Neo-Fascism: Second Verse, Same as the First

What is the lesson of the New Right? Of Neo-Fascism and of new conservative movements? And how do they differ from plain, good ol’ regular Fascism?

Answer this and you’ll have solved the greatest political concern modern liberals have been facing since Neo-Fascism’s resurgence in 1968.

Interestingly, “why” is the simple part to answer. 1968 was a tumultuous year in Europe especially, and was the culmination of a trend towards anti-establishment thought and belief across multiple nations, especially centered on universities. Fascists and the far-right was suffering from a lack of appeal, and as radical thinkers began to align with varying ideologies, Marxist thought had a tendency to swallow up other anti-establishment believers.

At the same time, the established far-right was shaken when seeing how potent the effects of communist thinking had become in the West. So trying to redefine the right, trying to change the narrative of the far-right and of neo-fascists, was important if the movement was to remain, and more importantly to grow at all.

But what can we learn? Perhaps the lessons lie in the way that Fascism and by extension other extreme-right ideologies are able to fluctuate, shift in ideology and to remain powerful despite changes. As one form of Fascism falls in popularity, it is the innate ability of Fascism to change its face, manifest itself pragmatically in other forms.

Perhaps too we must recognize the power of a common cause. Far-right groups may no often get along with each other based on major doctrinal differences, but given a large enough, potent enough common enemy, groups tend to coalesce into a unified resistance. From the Carlists and Francoists in Spain, to neo-fascists in postwar Europe, this trend remains a powerful one.

But all of this speculation is difficult to truly give full credence to. Fascism itself is so hard to pinpoint that it is difficult to truly say what neo-fascism has done differently. In many ways, the attempts by the New Right to modernize and regain popular support is not too different from the shift to Fascism from older forms of right-wing thought.

So… here we are again. Trying to classify something that shifts by its very nature. To say it’s difficult is… an understatement.

One Reply to “Neo-Fascism: Second Verse, Same as the First”
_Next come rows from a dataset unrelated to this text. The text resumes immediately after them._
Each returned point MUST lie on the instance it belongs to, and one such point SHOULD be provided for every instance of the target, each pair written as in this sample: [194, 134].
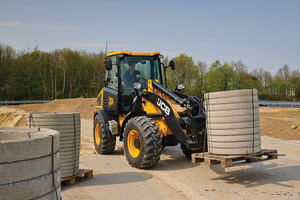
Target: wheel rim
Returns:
[97, 134]
[132, 138]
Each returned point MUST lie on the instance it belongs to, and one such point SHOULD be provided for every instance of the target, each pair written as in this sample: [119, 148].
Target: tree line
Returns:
[66, 73]
[200, 78]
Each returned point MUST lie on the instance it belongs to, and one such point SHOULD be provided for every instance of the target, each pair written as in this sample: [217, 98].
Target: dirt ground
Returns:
[175, 177]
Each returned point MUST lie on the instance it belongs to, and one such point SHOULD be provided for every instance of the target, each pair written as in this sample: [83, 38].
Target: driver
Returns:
[131, 74]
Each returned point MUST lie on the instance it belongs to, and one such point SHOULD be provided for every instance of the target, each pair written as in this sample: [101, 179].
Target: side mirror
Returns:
[179, 87]
[108, 64]
[172, 65]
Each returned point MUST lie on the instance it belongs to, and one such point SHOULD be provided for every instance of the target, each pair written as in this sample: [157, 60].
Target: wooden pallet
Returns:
[83, 173]
[233, 160]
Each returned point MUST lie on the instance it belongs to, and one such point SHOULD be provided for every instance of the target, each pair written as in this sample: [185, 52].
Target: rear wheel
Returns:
[103, 143]
[142, 142]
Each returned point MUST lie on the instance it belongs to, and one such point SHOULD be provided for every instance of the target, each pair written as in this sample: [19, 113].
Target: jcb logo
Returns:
[163, 106]
[110, 101]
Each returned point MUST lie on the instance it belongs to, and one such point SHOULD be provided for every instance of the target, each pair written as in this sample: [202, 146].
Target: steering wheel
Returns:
[141, 80]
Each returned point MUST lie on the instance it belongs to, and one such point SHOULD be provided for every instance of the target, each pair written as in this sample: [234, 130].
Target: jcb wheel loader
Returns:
[143, 113]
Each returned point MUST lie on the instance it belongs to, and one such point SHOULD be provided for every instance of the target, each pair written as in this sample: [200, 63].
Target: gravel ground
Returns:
[175, 177]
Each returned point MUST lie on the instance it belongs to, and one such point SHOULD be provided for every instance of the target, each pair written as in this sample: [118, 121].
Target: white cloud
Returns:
[19, 23]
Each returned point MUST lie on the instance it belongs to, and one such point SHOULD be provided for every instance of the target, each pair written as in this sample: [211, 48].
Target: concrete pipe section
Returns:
[68, 124]
[29, 163]
[233, 122]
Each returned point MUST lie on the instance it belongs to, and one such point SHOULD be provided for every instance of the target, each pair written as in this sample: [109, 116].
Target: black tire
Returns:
[142, 142]
[103, 143]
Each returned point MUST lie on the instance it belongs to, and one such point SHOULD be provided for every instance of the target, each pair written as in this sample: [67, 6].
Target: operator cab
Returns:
[125, 68]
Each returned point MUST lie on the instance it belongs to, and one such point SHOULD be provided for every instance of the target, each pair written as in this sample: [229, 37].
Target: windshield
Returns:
[139, 67]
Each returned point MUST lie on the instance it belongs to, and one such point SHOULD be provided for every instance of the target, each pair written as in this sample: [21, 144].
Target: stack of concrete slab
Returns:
[68, 124]
[232, 122]
[29, 163]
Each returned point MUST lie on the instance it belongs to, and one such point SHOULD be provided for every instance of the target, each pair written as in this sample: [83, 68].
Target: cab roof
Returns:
[132, 53]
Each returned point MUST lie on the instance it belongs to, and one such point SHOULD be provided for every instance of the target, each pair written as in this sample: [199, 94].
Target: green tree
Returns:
[219, 77]
[185, 73]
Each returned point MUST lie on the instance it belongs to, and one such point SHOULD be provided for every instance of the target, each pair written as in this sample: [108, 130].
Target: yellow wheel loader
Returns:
[136, 106]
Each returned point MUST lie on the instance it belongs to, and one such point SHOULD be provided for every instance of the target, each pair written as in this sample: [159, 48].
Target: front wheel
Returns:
[142, 142]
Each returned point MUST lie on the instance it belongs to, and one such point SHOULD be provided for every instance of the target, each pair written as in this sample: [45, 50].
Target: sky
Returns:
[260, 33]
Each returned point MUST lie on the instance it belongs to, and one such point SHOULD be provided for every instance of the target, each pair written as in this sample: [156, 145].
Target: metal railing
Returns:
[8, 103]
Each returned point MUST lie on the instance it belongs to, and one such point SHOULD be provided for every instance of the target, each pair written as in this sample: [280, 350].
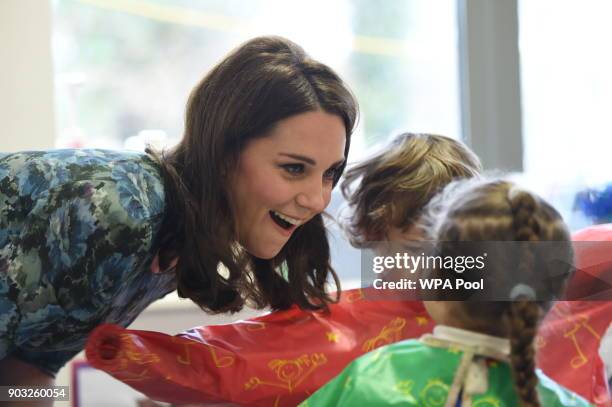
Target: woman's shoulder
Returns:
[127, 181]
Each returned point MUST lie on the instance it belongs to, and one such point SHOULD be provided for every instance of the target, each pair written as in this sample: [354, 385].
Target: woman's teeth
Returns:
[294, 222]
[284, 221]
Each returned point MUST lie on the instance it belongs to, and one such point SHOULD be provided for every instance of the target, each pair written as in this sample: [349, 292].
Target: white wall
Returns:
[26, 75]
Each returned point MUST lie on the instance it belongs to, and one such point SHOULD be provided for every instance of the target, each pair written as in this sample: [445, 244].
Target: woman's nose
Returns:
[315, 196]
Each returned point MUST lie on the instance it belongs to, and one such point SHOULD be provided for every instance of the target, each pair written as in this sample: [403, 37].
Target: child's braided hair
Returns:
[496, 210]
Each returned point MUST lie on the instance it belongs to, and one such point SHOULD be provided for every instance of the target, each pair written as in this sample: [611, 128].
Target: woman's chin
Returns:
[265, 253]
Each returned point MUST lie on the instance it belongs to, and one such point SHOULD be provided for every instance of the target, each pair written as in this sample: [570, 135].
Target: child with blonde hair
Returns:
[387, 192]
[481, 353]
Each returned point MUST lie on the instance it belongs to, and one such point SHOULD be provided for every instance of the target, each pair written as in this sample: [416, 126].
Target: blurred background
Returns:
[525, 83]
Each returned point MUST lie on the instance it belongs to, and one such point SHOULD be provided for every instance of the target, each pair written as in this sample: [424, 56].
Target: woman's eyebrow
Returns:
[309, 160]
[298, 157]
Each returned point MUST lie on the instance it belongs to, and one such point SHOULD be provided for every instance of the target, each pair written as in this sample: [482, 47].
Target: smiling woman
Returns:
[94, 236]
[284, 179]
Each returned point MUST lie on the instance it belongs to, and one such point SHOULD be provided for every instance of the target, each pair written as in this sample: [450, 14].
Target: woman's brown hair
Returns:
[391, 188]
[495, 211]
[263, 81]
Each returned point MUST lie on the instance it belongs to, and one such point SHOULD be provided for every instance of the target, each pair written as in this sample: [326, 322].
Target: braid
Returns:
[523, 322]
[524, 313]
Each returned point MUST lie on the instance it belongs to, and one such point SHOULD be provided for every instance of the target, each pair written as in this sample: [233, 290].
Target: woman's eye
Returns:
[293, 169]
[331, 174]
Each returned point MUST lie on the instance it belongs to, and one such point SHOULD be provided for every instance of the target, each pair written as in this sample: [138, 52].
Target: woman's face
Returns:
[285, 178]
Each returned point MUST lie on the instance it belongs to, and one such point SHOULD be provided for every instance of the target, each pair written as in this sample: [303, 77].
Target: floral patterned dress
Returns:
[77, 237]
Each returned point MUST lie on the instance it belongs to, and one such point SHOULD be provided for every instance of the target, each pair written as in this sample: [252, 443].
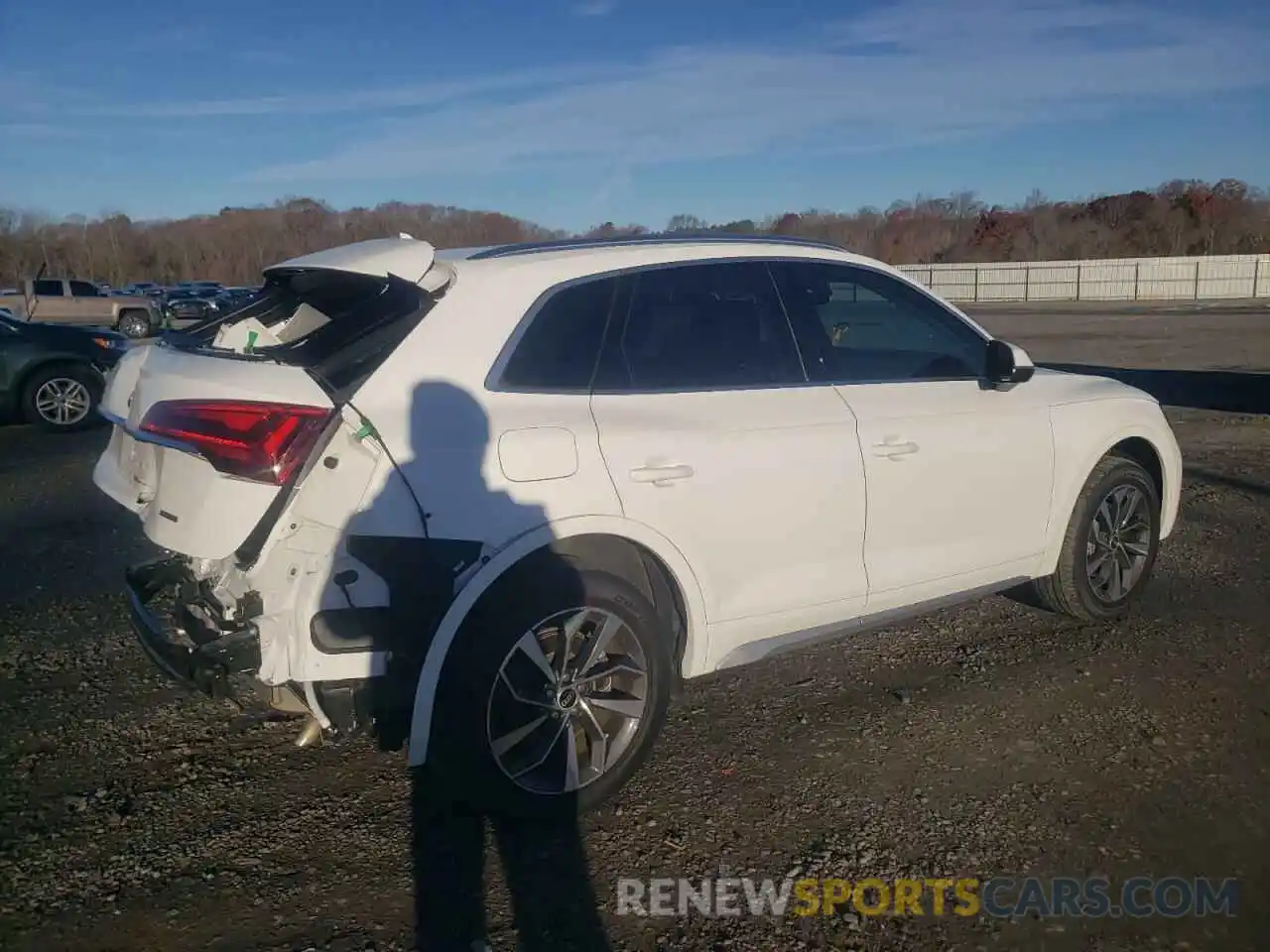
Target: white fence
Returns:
[1198, 278]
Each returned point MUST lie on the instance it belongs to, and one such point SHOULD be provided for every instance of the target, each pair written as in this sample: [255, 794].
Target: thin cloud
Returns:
[594, 8]
[362, 100]
[952, 70]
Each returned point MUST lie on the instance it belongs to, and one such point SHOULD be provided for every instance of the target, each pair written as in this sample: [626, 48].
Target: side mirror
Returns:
[1007, 363]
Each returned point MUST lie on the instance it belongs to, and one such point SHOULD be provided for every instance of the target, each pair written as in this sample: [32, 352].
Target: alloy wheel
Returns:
[1118, 543]
[63, 402]
[568, 701]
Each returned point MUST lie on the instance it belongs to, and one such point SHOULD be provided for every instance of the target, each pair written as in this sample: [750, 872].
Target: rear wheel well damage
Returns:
[642, 567]
[421, 575]
[621, 557]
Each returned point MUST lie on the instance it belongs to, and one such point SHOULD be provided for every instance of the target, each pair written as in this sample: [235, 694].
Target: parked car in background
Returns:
[506, 502]
[191, 303]
[51, 375]
[80, 302]
[235, 298]
[146, 289]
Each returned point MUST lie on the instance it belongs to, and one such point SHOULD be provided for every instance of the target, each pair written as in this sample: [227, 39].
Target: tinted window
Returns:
[856, 324]
[702, 326]
[562, 344]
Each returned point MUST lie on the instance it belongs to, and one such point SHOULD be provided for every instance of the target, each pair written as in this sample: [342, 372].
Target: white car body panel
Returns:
[779, 468]
[404, 258]
[959, 479]
[784, 515]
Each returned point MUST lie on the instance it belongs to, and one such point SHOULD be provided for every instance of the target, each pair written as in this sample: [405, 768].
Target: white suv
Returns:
[497, 502]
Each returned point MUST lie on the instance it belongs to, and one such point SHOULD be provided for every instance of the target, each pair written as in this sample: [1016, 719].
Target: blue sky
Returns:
[574, 112]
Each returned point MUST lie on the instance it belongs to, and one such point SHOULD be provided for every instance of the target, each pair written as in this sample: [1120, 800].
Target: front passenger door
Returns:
[957, 475]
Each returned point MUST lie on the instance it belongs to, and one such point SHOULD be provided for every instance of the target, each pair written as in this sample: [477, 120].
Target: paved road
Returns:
[983, 742]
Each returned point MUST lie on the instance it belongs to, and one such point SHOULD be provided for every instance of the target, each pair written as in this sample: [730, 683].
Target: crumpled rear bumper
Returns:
[190, 651]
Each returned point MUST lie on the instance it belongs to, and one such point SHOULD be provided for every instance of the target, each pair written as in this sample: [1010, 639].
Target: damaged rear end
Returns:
[238, 445]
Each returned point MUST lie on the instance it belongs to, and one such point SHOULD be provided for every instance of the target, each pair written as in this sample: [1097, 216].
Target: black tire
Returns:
[135, 324]
[66, 373]
[1070, 590]
[461, 767]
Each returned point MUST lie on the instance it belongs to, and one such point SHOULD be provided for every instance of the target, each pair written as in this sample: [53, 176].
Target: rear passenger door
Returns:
[86, 303]
[715, 439]
[51, 302]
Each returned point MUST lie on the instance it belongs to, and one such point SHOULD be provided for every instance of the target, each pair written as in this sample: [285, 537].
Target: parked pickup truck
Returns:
[56, 301]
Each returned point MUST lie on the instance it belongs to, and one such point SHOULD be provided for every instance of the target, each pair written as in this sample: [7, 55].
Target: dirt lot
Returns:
[992, 740]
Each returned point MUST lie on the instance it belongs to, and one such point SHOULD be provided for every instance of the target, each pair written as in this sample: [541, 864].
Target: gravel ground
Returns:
[991, 740]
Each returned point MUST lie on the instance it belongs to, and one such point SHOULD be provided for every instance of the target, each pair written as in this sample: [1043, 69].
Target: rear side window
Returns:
[81, 289]
[702, 326]
[562, 343]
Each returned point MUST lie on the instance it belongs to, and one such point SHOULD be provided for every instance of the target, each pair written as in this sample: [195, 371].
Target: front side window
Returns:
[860, 325]
[701, 326]
[562, 343]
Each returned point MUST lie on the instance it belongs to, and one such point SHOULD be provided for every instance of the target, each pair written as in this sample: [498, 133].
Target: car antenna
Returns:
[32, 301]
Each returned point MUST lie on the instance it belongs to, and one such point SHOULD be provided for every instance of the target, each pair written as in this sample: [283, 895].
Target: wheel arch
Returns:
[1139, 442]
[607, 543]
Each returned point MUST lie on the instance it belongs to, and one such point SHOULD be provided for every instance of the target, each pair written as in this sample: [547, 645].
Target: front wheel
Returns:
[553, 694]
[1110, 546]
[135, 324]
[62, 399]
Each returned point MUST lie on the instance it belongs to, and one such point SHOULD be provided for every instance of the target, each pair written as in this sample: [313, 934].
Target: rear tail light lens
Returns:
[250, 439]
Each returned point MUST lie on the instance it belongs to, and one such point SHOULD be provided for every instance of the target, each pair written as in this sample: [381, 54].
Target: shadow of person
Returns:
[463, 792]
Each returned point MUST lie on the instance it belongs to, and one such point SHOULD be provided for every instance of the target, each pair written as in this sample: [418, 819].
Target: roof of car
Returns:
[579, 257]
[564, 258]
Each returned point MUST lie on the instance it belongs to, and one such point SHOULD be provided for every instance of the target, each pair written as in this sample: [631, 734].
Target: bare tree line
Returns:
[1175, 218]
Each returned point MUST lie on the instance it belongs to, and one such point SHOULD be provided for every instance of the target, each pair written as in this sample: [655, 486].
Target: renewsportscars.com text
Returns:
[1000, 896]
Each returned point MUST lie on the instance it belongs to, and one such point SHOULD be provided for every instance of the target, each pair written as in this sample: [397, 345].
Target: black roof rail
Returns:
[526, 248]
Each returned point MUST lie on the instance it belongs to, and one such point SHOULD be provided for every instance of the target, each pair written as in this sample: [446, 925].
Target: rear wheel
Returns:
[1109, 549]
[62, 399]
[553, 694]
[135, 324]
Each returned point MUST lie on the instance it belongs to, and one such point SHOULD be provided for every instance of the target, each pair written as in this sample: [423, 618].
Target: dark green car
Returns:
[53, 375]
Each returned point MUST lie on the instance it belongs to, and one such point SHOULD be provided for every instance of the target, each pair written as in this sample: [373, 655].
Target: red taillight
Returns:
[257, 440]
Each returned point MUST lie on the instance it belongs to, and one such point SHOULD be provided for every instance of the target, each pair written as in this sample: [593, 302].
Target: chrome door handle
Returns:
[661, 475]
[893, 451]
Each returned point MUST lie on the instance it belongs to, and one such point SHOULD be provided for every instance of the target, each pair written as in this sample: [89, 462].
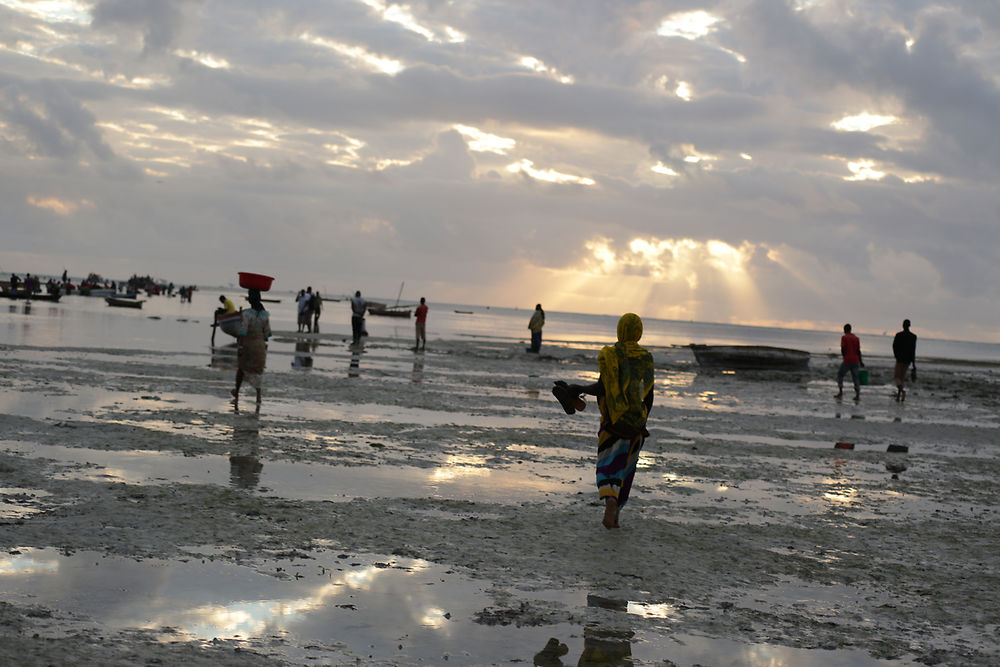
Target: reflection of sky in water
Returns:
[457, 477]
[394, 610]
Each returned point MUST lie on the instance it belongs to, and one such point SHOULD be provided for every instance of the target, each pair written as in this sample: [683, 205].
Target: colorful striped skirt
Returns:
[617, 457]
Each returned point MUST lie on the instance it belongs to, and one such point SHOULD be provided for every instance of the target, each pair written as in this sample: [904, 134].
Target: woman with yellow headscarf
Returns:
[624, 394]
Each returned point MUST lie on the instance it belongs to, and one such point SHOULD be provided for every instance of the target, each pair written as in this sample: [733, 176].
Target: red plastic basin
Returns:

  1. It is interesting that you point out how fascism has had to fluctuate and shift in ideology to remain relevant. I think this was especially the case in Europe in 1968. The Marxist and far left movements were all the more prevalent and powerful at the time, therefore neo-fascist had to shift and modernize its approach to track followers.It may be a difficult task but if we are going to try and define fascism, we need to track how it has evolved over time to the present. That way we can try to identify how it has manifested itself in political thought and see how it has remained relevant. It could help explain how it attracts followers today.